Title: VEGF-Extracellular Matrix Interactions in Choroidal Neovascularization
Non-Technical Title: Targeting Key Vascular Factors to Treat Macular Degeneration

Acknowledgements: This grant was made possible in part by a generous bequest from the Trust of Claudia D. Weitlanner
Duration: July 1, 2012 - October 31, 2014
Award Type: Standard
Award Amount: $100,000

Summary:

Excess vascular endothelial growth factor (VEGF), a protein that stimulates blood vessel growth, has been shown to be a major cause of unwanted vessel growth into the retina in wet age-related macular degeneration (AMD). Dr. Matthew Nugent and colleagues propose to identify new ways that VEGF activity is naturally controlled by interactions with the protein fibronectin, so that this pathway can be targeted for a more effective treatment for wet AMD.

* The grant was transferred from Boston University effective January 31, 2014.

Details:

Dr. Matthew Nugent and colleagues are seeking to determine if a new biochemical process that they have discovered plays a critical role in causing the abnormal growth of blood vessels into the retina in wet AMD. VEGF is increased in wet AMD, and inhibitors of VEGF have been shown to be somewhat effective in treating this disease. Nugent recently discovered that a complex sugar called heparan sulfate, when made by cells grown in low oxygen, can modify the association of VEGF with a protein called fibronectin, which is part of the surrounding cell-support meshwork. Preliminary data indicate that VEGF becomes activated upon association with fibronectin by presenting it to its binding partners and protecting it from natural inhibitors. This may lead to enhanced recruitment of blood vessel cells. Current therapies are designed to bind free VEGF or VEGF partners to inhibit the activity. Thus, VEGF associated with fibronectin may be shielded from these therapies, which may be part of the reason that current treatments are only partially effective.

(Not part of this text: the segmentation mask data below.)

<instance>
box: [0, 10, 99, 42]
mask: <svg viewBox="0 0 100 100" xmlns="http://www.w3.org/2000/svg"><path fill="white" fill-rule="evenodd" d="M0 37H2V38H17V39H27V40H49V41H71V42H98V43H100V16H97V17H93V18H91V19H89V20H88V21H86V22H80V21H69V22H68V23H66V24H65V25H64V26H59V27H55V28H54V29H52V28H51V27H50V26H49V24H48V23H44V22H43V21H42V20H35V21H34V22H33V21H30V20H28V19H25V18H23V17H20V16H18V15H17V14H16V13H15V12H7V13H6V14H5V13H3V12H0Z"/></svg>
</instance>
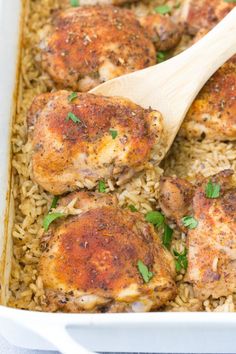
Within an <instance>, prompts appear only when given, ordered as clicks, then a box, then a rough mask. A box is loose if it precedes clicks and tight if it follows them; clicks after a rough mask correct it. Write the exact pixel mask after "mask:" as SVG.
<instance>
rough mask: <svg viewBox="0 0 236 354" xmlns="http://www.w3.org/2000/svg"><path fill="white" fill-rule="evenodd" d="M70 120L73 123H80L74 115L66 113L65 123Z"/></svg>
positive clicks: (78, 120)
mask: <svg viewBox="0 0 236 354" xmlns="http://www.w3.org/2000/svg"><path fill="white" fill-rule="evenodd" d="M70 119H71V120H72V121H73V122H74V123H81V120H80V119H79V118H78V117H76V115H75V114H74V113H72V112H69V113H68V115H67V117H66V121H68V120H70Z"/></svg>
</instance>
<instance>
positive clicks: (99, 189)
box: [98, 180, 106, 193]
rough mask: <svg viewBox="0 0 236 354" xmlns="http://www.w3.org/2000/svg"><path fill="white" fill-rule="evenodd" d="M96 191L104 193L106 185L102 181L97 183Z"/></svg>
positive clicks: (105, 188)
mask: <svg viewBox="0 0 236 354" xmlns="http://www.w3.org/2000/svg"><path fill="white" fill-rule="evenodd" d="M98 191H99V192H100V193H106V184H105V182H104V181H103V180H101V181H99V182H98Z"/></svg>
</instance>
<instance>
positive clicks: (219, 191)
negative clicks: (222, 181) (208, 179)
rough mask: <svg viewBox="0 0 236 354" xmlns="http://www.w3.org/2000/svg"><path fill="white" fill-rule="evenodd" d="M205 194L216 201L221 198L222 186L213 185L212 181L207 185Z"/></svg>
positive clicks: (215, 184)
mask: <svg viewBox="0 0 236 354" xmlns="http://www.w3.org/2000/svg"><path fill="white" fill-rule="evenodd" d="M205 194H206V197H207V198H210V199H215V198H219V196H220V184H218V183H213V182H212V181H211V180H210V181H209V182H208V183H207V185H206V188H205Z"/></svg>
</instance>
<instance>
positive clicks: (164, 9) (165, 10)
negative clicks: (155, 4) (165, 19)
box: [154, 5, 171, 15]
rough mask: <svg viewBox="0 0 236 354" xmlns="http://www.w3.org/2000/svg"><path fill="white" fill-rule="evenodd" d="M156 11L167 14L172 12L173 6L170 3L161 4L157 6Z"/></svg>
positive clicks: (157, 11)
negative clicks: (167, 3)
mask: <svg viewBox="0 0 236 354" xmlns="http://www.w3.org/2000/svg"><path fill="white" fill-rule="evenodd" d="M154 11H155V12H156V13H157V14H161V15H165V14H168V13H170V12H171V8H170V6H169V5H160V6H157V7H155V9H154Z"/></svg>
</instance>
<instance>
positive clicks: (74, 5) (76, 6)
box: [70, 0, 79, 7]
mask: <svg viewBox="0 0 236 354" xmlns="http://www.w3.org/2000/svg"><path fill="white" fill-rule="evenodd" d="M70 4H71V6H73V7H77V6H79V0H70Z"/></svg>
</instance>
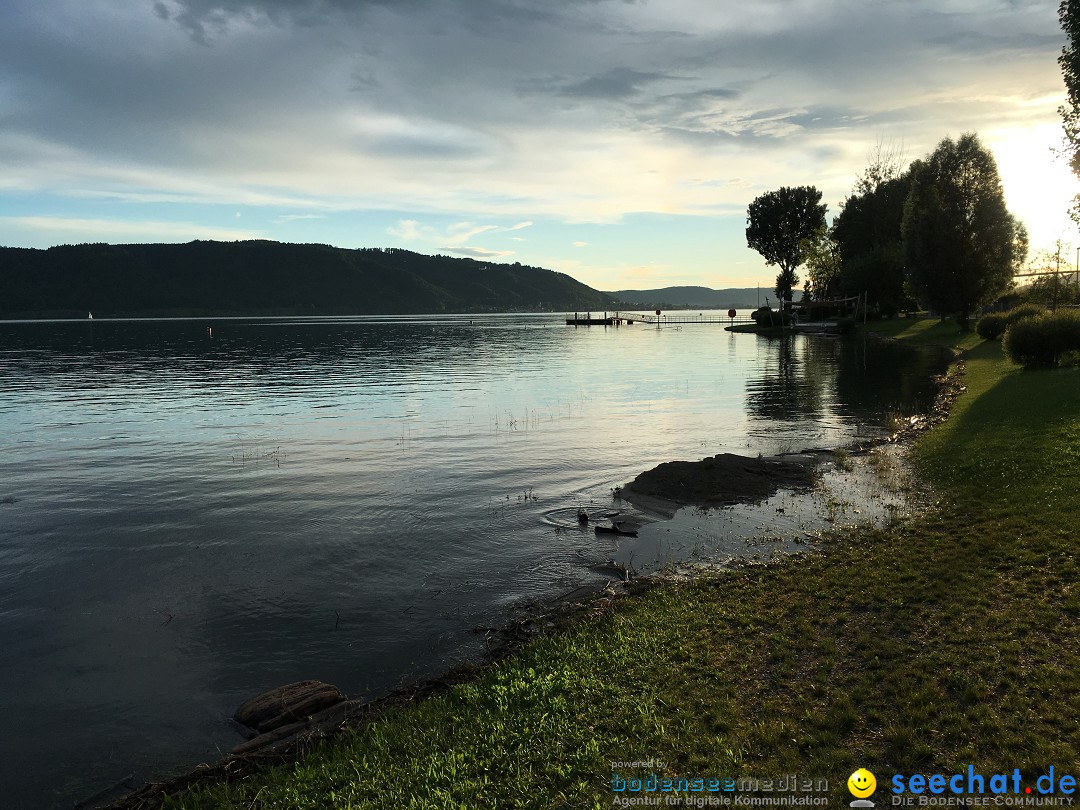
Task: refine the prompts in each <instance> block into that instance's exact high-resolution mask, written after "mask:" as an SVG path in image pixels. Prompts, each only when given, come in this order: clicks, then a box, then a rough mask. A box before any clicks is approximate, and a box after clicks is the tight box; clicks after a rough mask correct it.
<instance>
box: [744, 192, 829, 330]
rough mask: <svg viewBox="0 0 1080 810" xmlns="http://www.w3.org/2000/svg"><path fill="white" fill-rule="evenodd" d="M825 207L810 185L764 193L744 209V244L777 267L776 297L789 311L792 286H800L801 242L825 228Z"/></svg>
mask: <svg viewBox="0 0 1080 810" xmlns="http://www.w3.org/2000/svg"><path fill="white" fill-rule="evenodd" d="M826 210H827V206H826V205H825V204H824V203H822V202H821V191H819V190H818V189H815V188H814V187H813V186H799V187H797V188H789V187H787V186H785V187H783V188H780V189H778V190H777V191H767V192H766V193H764V194H761V195H760V197H758V198H757V199H756V200H754V202H752V203H751V204H750V207H747V208H746V244H747V245H750V246H751V247H753V248H754V249H755V251H757V252H758V253H759V254H761V256H762V257H764V258H765V262H766V264H767V265H777V266H779V267H780V274H779V275H777V287H775V289H777V297H778V298H780V299H781V300H783V301H785V306H786V307H787V308H788V309H789V308H791V303H792V287H794V286H795V285H796V284H798V283H799V279H798V276H797V275H796V274H795V270H796V269H797V268H798V266H799V265H801V264H802V253H801V245H802V240H805V239H809V238H811V237H812V235H813V233H814V231H816V230H818V229H819V228H824V227H825V211H826Z"/></svg>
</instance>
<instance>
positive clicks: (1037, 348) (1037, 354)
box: [1001, 310, 1080, 368]
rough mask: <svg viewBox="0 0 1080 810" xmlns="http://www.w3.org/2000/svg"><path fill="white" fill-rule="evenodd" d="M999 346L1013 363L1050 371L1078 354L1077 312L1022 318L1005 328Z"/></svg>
mask: <svg viewBox="0 0 1080 810" xmlns="http://www.w3.org/2000/svg"><path fill="white" fill-rule="evenodd" d="M1001 345H1002V347H1003V348H1004V350H1005V354H1008V355H1009V359H1010V360H1011V361H1012V362H1013V363H1020V364H1022V365H1024V366H1025V367H1027V368H1036V367H1045V368H1053V367H1054V366H1056V365H1059V364H1062V362H1063V361H1066V360H1072V359H1075V355H1076V353H1077V352H1080V312H1078V311H1076V310H1064V311H1061V312H1047V313H1044V314H1041V315H1036V316H1035V318H1025V319H1022V320H1020V321H1017V322H1015V323H1013V324H1012V325H1010V326H1009V327H1008V328H1007V329H1005V335H1004V338H1003V339H1002V341H1001Z"/></svg>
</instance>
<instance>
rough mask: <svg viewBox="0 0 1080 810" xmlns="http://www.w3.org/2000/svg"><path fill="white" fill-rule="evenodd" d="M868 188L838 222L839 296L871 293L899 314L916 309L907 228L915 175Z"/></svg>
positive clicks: (836, 241) (890, 312)
mask: <svg viewBox="0 0 1080 810" xmlns="http://www.w3.org/2000/svg"><path fill="white" fill-rule="evenodd" d="M862 188H863V191H862V193H858V191H859V187H856V193H854V194H852V195H851V197H849V198H848V199H847V200H846V201H845V202H843V207H842V208H841V210H840V213H839V214H838V215H837V217H836V219H834V220H833V239H835V240H836V243H837V245H838V248H839V254H840V278H839V280H838V292H839V293H840V294H842V295H849V296H850V295H862V294H863V293H865V294H866V295H867V301H869V302H873V303H874V305H876V306H877V308H878V309H879V310H880V311H881V312H882V313H883V314H886V315H893V314H895V313H896V312H897V311H899V310H900V309H901V308H903V307H907V306H910V305H909V301H908V296H907V292H906V281H907V265H906V261H905V258H904V246H903V232H902V226H903V221H904V205H905V202H906V201H907V195H908V193H909V191H910V188H912V176H910V174H903V175H900V176H893V177H890V178H889V179H885V180H882V181H880V183H878V184H876V185H875V186H872V187H870V186H863V187H862Z"/></svg>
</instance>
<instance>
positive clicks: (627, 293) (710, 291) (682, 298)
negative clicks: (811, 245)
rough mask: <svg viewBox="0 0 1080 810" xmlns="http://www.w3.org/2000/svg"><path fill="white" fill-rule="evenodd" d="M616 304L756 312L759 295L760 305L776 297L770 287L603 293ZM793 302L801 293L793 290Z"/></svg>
mask: <svg viewBox="0 0 1080 810" xmlns="http://www.w3.org/2000/svg"><path fill="white" fill-rule="evenodd" d="M605 295H609V296H611V297H612V298H615V299H616V300H618V301H621V302H622V303H624V305H626V306H632V307H639V308H640V307H647V308H649V309H663V308H664V307H669V308H698V307H700V308H701V309H729V308H734V309H756V308H757V301H758V295H760V297H761V303H762V305H764V303H765V298H766V296H768V297H769V300H770V301H771V302H772V305H773V306H775V302H777V295H775V293H773V292H772V287H761V289H760V291H758V288H757V287H730V288H727V289H711V288H710V287H660V288H659V289H617V291H615V292H613V293H605ZM794 298H795V300H796V301H797V300H799V299H801V298H802V291H801V289H796V291H795V295H794Z"/></svg>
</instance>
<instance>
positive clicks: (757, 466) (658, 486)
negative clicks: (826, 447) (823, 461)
mask: <svg viewBox="0 0 1080 810" xmlns="http://www.w3.org/2000/svg"><path fill="white" fill-rule="evenodd" d="M813 463H814V459H813V458H812V457H810V456H782V457H775V456H774V457H772V458H750V457H746V456H735V455H733V454H730V453H721V454H720V455H718V456H713V457H712V458H705V459H702V460H701V461H669V462H666V463H663V464H660V465H659V467H656V468H653V469H652V470H649V471H648V472H644V473H642V474H640V475H638V476H637V477H636V478H634V481H633V482H631V483H630V484H627V485H626V486H624V487H623V488H622V494H621V497H622V498H623V499H624V500H629V501H631V502H634V500H635V497H640V496H645V497H647V498H660V499H663V500H667V501H671V502H674V503H696V504H700V505H703V507H717V505H727V504H731V503H744V502H750V501H760V500H764V499H766V498H768V497H769V496H771V495H773V494H774V492H775V491H777V490H778V489H781V488H791V489H801V488H808V487H810V486H812V485H813V474H812V473H813Z"/></svg>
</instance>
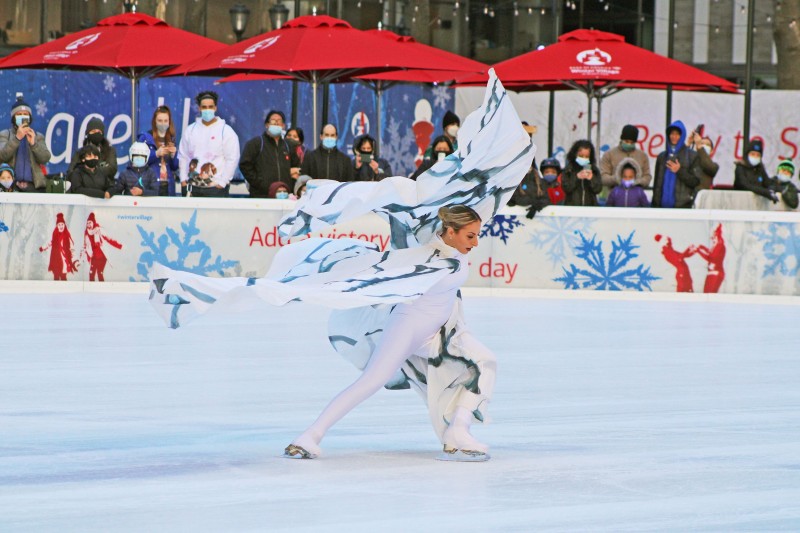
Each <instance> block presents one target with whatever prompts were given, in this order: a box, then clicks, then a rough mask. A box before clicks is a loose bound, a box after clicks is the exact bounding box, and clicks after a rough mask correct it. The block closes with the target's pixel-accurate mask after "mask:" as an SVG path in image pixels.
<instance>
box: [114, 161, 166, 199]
mask: <svg viewBox="0 0 800 533" xmlns="http://www.w3.org/2000/svg"><path fill="white" fill-rule="evenodd" d="M134 187H138V188H140V189H142V196H158V178H157V177H156V173H155V172H154V171H153V169H152V168H150V167H148V166H144V167H142V168H135V167H133V166H132V165H130V164H128V166H127V167H125V169H124V170H123V171H122V172H120V173H119V177H118V178H117V182H116V183H115V184H114V187H113V189H112V193H111V194H112V195H114V194H125V195H130V194H131V189H133V188H134Z"/></svg>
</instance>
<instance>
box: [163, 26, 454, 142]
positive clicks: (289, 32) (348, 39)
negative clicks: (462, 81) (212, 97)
mask: <svg viewBox="0 0 800 533" xmlns="http://www.w3.org/2000/svg"><path fill="white" fill-rule="evenodd" d="M456 57H457V56H456ZM437 61H438V64H435V65H434V64H432V62H431V58H430V57H426V56H424V55H422V54H417V55H413V54H409V53H408V49H407V48H406V46H403V45H401V44H399V43H397V42H395V41H393V40H391V39H385V38H383V37H379V36H377V35H373V34H371V33H369V32H364V31H361V30H357V29H355V28H353V27H352V26H351V25H350V24H348V23H347V22H345V21H344V20H340V19H336V18H333V17H328V16H324V15H319V16H315V15H307V16H304V17H297V18H295V19H292V20H290V21H289V22H287V23H286V24H284V25H283V26H282V27H281V28H279V29H277V30H273V31H271V32H268V33H265V34H263V35H258V36H256V37H251V38H250V39H247V40H245V41H242V42H241V43H237V44H235V45H231V46H230V47H228V48H226V49H225V50H221V51H218V52H213V53H211V54H208V55H207V56H205V57H203V58H200V59H196V60H194V61H191V62H189V63H186V64H184V65H181V66H179V67H177V68H174V69H172V70H170V71H168V72H166V73H165V74H164V75H167V76H171V75H177V74H201V75H216V76H229V75H231V74H236V73H245V74H252V75H255V74H267V75H281V76H289V77H290V78H291V79H296V80H300V81H306V82H310V83H311V84H312V86H313V95H314V99H313V102H314V105H313V113H314V130H315V131H316V129H317V124H316V122H317V86H318V84H320V83H329V82H337V81H352V78H353V77H354V76H360V75H365V74H374V73H378V72H384V71H387V70H397V69H429V68H436V69H458V68H459V67H460V63H458V62H457V61H455V60H454V59H453V58H440V59H439V60H437ZM254 78H255V79H258V77H257V76H254ZM250 79H253V78H250ZM262 79H263V78H262ZM273 79H274V78H273ZM227 81H235V80H227ZM315 144H316V139H315Z"/></svg>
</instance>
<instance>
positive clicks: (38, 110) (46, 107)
mask: <svg viewBox="0 0 800 533" xmlns="http://www.w3.org/2000/svg"><path fill="white" fill-rule="evenodd" d="M46 114H47V102H45V101H44V100H39V101H38V102H36V115H37V116H40V117H43V116H45V115H46Z"/></svg>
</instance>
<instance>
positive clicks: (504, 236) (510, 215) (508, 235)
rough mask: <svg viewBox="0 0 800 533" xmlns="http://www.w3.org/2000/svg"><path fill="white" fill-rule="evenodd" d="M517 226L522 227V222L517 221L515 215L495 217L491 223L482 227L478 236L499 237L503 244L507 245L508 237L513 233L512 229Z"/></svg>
mask: <svg viewBox="0 0 800 533" xmlns="http://www.w3.org/2000/svg"><path fill="white" fill-rule="evenodd" d="M519 226H522V222H520V221H519V220H517V215H508V216H506V215H495V216H494V217H493V218H492V220H491V222H487V223H486V224H484V225H483V229H482V230H481V235H480V236H481V237H486V236H487V235H491V236H492V237H500V240H501V241H503V244H508V237H509V236H511V234H512V233H514V228H518V227H519Z"/></svg>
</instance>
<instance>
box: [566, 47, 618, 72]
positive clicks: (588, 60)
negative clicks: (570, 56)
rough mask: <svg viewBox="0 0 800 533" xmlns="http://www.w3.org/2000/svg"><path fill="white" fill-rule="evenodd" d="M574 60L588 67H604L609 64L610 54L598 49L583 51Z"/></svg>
mask: <svg viewBox="0 0 800 533" xmlns="http://www.w3.org/2000/svg"><path fill="white" fill-rule="evenodd" d="M575 58H576V59H577V60H578V63H581V64H583V65H586V66H589V67H604V66H606V65H608V64H609V63H611V54H609V53H608V52H604V51H603V50H600V49H599V48H595V49H594V50H584V51H583V52H581V53H579V54H578V55H577V56H575Z"/></svg>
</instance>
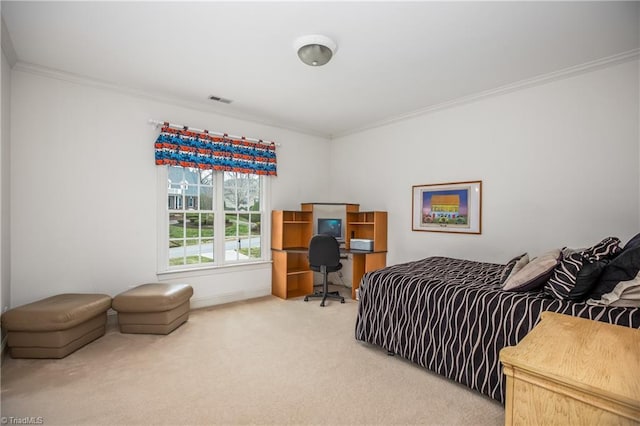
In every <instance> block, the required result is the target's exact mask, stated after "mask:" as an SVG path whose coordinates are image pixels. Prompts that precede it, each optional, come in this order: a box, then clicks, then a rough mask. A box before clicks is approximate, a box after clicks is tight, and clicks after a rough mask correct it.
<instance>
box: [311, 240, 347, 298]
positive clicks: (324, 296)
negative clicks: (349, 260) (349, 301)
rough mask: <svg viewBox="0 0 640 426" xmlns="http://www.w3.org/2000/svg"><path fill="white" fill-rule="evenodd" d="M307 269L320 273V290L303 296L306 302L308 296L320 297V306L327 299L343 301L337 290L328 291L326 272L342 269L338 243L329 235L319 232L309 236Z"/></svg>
mask: <svg viewBox="0 0 640 426" xmlns="http://www.w3.org/2000/svg"><path fill="white" fill-rule="evenodd" d="M309 269H311V270H312V271H316V272H320V273H321V274H322V291H316V292H314V293H312V294H308V295H306V296H305V297H304V301H305V302H308V301H309V298H314V297H321V298H322V302H320V306H324V304H325V301H326V300H327V299H337V300H340V303H344V297H342V296H341V295H340V293H339V292H337V291H329V287H328V282H327V274H328V273H329V272H336V271H339V270H340V269H342V263H340V244H339V243H338V240H336V239H335V237H333V236H331V235H324V234H319V235H316V236H314V237H313V238H311V241H310V242H309Z"/></svg>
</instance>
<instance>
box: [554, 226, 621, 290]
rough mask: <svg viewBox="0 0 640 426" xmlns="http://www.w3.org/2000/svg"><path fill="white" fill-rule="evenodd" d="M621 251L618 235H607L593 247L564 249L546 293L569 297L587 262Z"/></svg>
mask: <svg viewBox="0 0 640 426" xmlns="http://www.w3.org/2000/svg"><path fill="white" fill-rule="evenodd" d="M620 251H621V248H620V240H619V239H618V238H616V237H607V238H605V239H604V240H602V241H600V242H599V243H598V244H596V245H594V246H593V247H589V248H587V249H583V250H578V251H574V250H570V249H567V248H565V249H563V250H562V259H561V260H560V263H559V264H558V266H556V267H555V269H554V270H553V273H552V274H551V278H550V279H549V281H548V282H547V284H546V285H545V287H544V291H545V293H546V294H548V295H549V296H551V297H553V298H555V299H560V300H567V299H569V294H570V293H571V290H573V288H574V287H575V285H576V282H577V280H578V273H579V272H580V270H581V269H582V267H583V266H584V265H585V264H586V263H593V262H597V261H600V260H603V259H611V258H613V257H614V256H615V255H616V254H618V253H620Z"/></svg>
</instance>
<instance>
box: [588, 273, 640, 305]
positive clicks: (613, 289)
mask: <svg viewBox="0 0 640 426" xmlns="http://www.w3.org/2000/svg"><path fill="white" fill-rule="evenodd" d="M587 304H589V305H599V306H629V307H640V273H638V275H636V277H635V278H633V279H632V280H629V281H620V282H619V283H618V284H616V286H615V287H614V288H613V289H612V290H611V292H609V293H605V294H603V295H602V296H601V297H600V299H597V300H596V299H589V300H587Z"/></svg>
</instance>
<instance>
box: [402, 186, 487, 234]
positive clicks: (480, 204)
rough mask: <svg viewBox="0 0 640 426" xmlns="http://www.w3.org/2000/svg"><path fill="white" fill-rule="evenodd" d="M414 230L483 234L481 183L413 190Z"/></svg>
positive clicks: (417, 189) (473, 233) (430, 231)
mask: <svg viewBox="0 0 640 426" xmlns="http://www.w3.org/2000/svg"><path fill="white" fill-rule="evenodd" d="M412 206H413V207H412V214H413V222H412V223H413V228H412V229H413V230H414V231H429V232H454V233H461V234H480V233H481V232H482V181H479V180H478V181H470V182H451V183H438V184H432V185H414V186H413V201H412Z"/></svg>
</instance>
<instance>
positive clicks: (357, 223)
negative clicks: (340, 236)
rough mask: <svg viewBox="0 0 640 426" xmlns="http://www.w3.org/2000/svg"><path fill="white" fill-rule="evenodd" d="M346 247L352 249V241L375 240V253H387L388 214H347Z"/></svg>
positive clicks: (345, 246)
mask: <svg viewBox="0 0 640 426" xmlns="http://www.w3.org/2000/svg"><path fill="white" fill-rule="evenodd" d="M346 235H347V238H346V241H345V247H346V248H347V249H350V248H351V239H352V238H357V239H364V240H373V251H376V252H379V251H387V212H380V211H372V212H350V213H347V234H346Z"/></svg>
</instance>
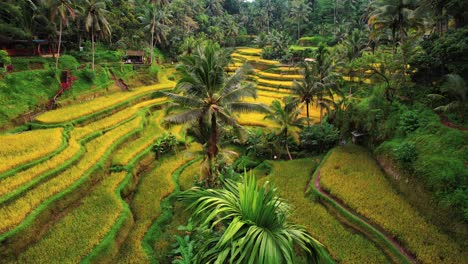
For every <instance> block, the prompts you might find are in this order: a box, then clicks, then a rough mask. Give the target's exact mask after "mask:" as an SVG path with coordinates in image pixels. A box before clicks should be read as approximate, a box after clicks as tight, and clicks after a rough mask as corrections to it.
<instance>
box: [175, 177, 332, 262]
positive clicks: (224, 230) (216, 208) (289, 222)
mask: <svg viewBox="0 0 468 264" xmlns="http://www.w3.org/2000/svg"><path fill="white" fill-rule="evenodd" d="M181 198H182V200H185V201H189V202H190V206H189V208H191V209H194V212H193V216H194V218H195V219H198V220H199V221H200V222H201V225H202V226H204V227H207V228H208V229H211V230H212V232H210V233H208V234H211V235H210V236H209V237H208V238H207V239H206V240H205V241H204V242H203V244H202V245H201V247H200V249H199V250H198V254H197V263H228V262H229V263H258V264H270V263H294V260H295V253H294V249H295V247H296V248H298V249H300V250H302V252H303V253H305V256H306V257H307V263H318V262H319V261H320V259H321V258H322V256H323V255H325V250H324V248H323V245H321V244H320V242H318V241H317V240H315V239H314V238H312V236H311V235H310V234H308V233H307V231H306V230H305V229H304V227H302V226H299V225H295V224H293V223H291V222H289V221H288V216H289V214H290V213H289V206H288V204H287V203H286V202H285V201H284V200H283V199H281V198H279V197H278V196H277V194H276V188H269V187H268V186H267V184H265V185H263V186H259V184H258V183H257V180H256V177H255V176H253V175H245V176H244V177H243V179H242V182H234V181H232V180H226V181H225V188H224V189H200V188H197V187H195V188H193V189H191V190H189V191H186V192H184V193H183V194H182V195H181ZM219 226H222V228H223V230H224V232H219V231H217V230H219V229H217V228H216V227H219ZM224 228H225V229H224Z"/></svg>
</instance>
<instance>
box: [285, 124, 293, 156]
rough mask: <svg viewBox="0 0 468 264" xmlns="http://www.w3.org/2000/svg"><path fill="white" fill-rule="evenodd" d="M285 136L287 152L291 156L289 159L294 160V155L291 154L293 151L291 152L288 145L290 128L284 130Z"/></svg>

Nugent's project aims to explore how this new process (VEGF binding to fibronectin) may cause abnormal blood vessel growth and to determine if targeting this new interaction may fully inhibit growth beyond that observed with current therapies. Furthermore, the idea that heparan sulfate may control this process is novel and may represent a newly discovered biological mechanism that tissues use to locally control the activity of potent factors such as VEGF. At the end of this study, Nugent will have a better understanding of the structure and activity requirements for heparan sulfate to modify fibronectin, which will provide insight into designing new complex sugars to antagonize this process.

Investigator Biography:

Dr. Matthew Nugent is a Professor of Biochemistry, Biomedical Engineering and Ophthalmology at the Boston University School of Medicine and is Director of Research for the Department of Ophthalmology. He received his B.A. and Ph.D. degrees in biochemistry from Brandeis University in Waltham, MA, in 1983 and 1990 respectively.  He did postdoctoral research at MIT in Boston, MA, from 1989 to1992 under the direction of professors Robert Langer and Elazer Edelman in the Department of Chemical Engineering and in the Harvard-MIT Division of Health Sciences and Technology.  Since joining the faculty at Boston University in 1993, the research in his laboratory has aimed to understand the mechanisms underlying the response of various tissues to injury and disease with a particular emphasis on the role of the extracellular matrix, growth factors, and complex polysaccharides.  His research interests include the regulation of angiogenesis by growth factors (FGF, VEGF, and TGFbeta) and heparan sulfate proteoglycans, and the involvement of growth factors and proteoglycans in the pathology of vascular disease and ocular disorders.  He is also involved in the design and use of polymer-based controlled drug delivery systems, tissue engineering, and the development of computational models of dynamic biological processes.  His research has led to more than 95 peer-reviewed papers, 4 patents, and more than 150 invited lectures and published abstracts. 

Nugent is a reviewer for various journals, is a member of the Biochemical Journal editorial board, has served on several NIH and private foundation grant review panels, and has served as a consultant for a number of biotechnology and pharmaceutical companies.  He is a member of the Biochemical Society, ARVO, ASBMB, ASCB, and AAAS.